Yazılım, risk altındaki çocukların zarar görmesini engelliyor
Dublin Üniversitesi bünyesindeki 'Anti Bullying Centre'da görev alıyorsunuz. Bu merkezde nasıl çalışmalara imza atıyorsunuz?
Anadolu Üniversitesi İngilizce Öğretmenliği bölümünde aldığım eğitimin ardından Marmara Üniversitesi Gazetecilik Bölümü’nde yüksek lisans yaptım. Galatasaray Üniversitesi Medya ve İletişim Çalışmaları Programı’nda başladığım doktora sürecinde medya ve iletişim çalışmalarının yanı sıra toplumsal cinsiyet, gençler ve dezavantajlı gruplar üzerine odaklandım. İlgi alanım zamanla gençler arasındaki zorbalık ile siber zorbalık davranışlarına yönelik çalışmalara dönüştü.

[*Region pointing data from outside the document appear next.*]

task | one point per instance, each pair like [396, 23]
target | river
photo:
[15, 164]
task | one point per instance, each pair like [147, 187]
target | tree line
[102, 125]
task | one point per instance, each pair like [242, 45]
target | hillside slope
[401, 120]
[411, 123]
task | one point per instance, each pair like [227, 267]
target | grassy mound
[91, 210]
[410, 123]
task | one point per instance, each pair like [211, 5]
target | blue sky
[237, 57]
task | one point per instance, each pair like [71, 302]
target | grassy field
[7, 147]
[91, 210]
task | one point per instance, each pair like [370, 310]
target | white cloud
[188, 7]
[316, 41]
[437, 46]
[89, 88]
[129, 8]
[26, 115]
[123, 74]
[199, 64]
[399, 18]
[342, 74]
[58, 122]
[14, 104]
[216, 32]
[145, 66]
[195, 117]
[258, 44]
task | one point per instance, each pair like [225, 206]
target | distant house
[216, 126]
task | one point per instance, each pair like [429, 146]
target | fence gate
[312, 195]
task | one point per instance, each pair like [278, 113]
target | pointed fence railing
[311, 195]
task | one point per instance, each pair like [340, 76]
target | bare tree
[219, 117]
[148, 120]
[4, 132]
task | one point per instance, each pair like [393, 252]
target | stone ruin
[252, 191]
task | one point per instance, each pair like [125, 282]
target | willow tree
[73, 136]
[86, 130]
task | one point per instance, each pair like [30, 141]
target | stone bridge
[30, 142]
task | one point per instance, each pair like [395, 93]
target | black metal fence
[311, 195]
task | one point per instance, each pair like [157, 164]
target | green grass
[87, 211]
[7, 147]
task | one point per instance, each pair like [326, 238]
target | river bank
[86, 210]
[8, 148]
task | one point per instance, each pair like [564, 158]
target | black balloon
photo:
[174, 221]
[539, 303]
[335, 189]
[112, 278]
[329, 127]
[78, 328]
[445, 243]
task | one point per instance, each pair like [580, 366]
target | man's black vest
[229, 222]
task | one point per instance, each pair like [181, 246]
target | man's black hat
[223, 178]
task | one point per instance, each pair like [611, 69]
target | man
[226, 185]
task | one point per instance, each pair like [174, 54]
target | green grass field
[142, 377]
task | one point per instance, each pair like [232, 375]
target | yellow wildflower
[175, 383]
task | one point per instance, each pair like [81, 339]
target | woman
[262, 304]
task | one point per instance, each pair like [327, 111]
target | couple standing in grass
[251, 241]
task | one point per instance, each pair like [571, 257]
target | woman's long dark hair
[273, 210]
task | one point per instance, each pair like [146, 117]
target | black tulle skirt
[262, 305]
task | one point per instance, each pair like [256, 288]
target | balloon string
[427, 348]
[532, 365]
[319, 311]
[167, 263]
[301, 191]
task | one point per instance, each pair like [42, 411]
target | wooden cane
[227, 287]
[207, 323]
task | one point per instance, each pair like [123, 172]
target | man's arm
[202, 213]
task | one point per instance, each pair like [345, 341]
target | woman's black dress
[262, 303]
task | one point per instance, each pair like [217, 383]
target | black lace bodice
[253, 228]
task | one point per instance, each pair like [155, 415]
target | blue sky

Bu alanda uluslararası alanda farklı çalışmalara ve araştırmalara imza attım. Şu an Dublin City University Anti-Bullying Centre’da çalışmaya başlamam, zorbalık ve siber zorbalıkla mücadeleye daha yoğun bir şekilde odaklanma isteğimden doğdu.
Cilter DTIF olarak adlandırdığınız ve zorbalığa karşı koruma yazılımı olan projeniz nasıl çalışıyor?
Bu yazılım siber zorbalık, siber köleleştirme ve kendine zarar verme davranışlarını tespit ederek bu durumlar ortaya çıkmadan önce önleyici adımlar atmak için aileleri ve çocukları uyarmayı hedefliyor. Yapay zekâ ve makine öğrenimi algoritmalarıyl, sosyal medya ve mesajlaşma uygulamalarında belirli anahtar kelimeler, cümle yapıları ve sohbet akışlarını analiz ederek potansiyel tehlikeleri tespit ediyor. Yazılım, ebeveynin çocuğunun kullanımı için satın aldığı cep telefonu içerisinde halihazırda bulunuyor. Riskli bir durum tespit edildiğinde, çocuğa gelen mesajların görüntülenmesini engelliyor ve uygun olmayan bir iletişim içerisinde olduğunu belirterek bunu ailesi veya güvendiği bir büyüğüyle paylaşması gerektiği konusunda uyarıda bulunuyor. Aynı anda aileye de SMS yoluyla çocuğun telefonunda bu üç davranıştan birinin tespit edildiği ve duruma uygun bir şekilde yaklaşmaları gerektiği bildiriliyor. Yazılım, kişisel verilerin korunması kanununa uygun olarak çocuğun özel hayatına dair bilgileri ifşa etmeden, sadece tehlike sinyallerini paylaşıyor. Bu şekilde yazılım, ebeveynler için bir uyarı sistemi sunarak, risk altındaki çocukların erken aşamada fark edilmesine yardımcı olacak.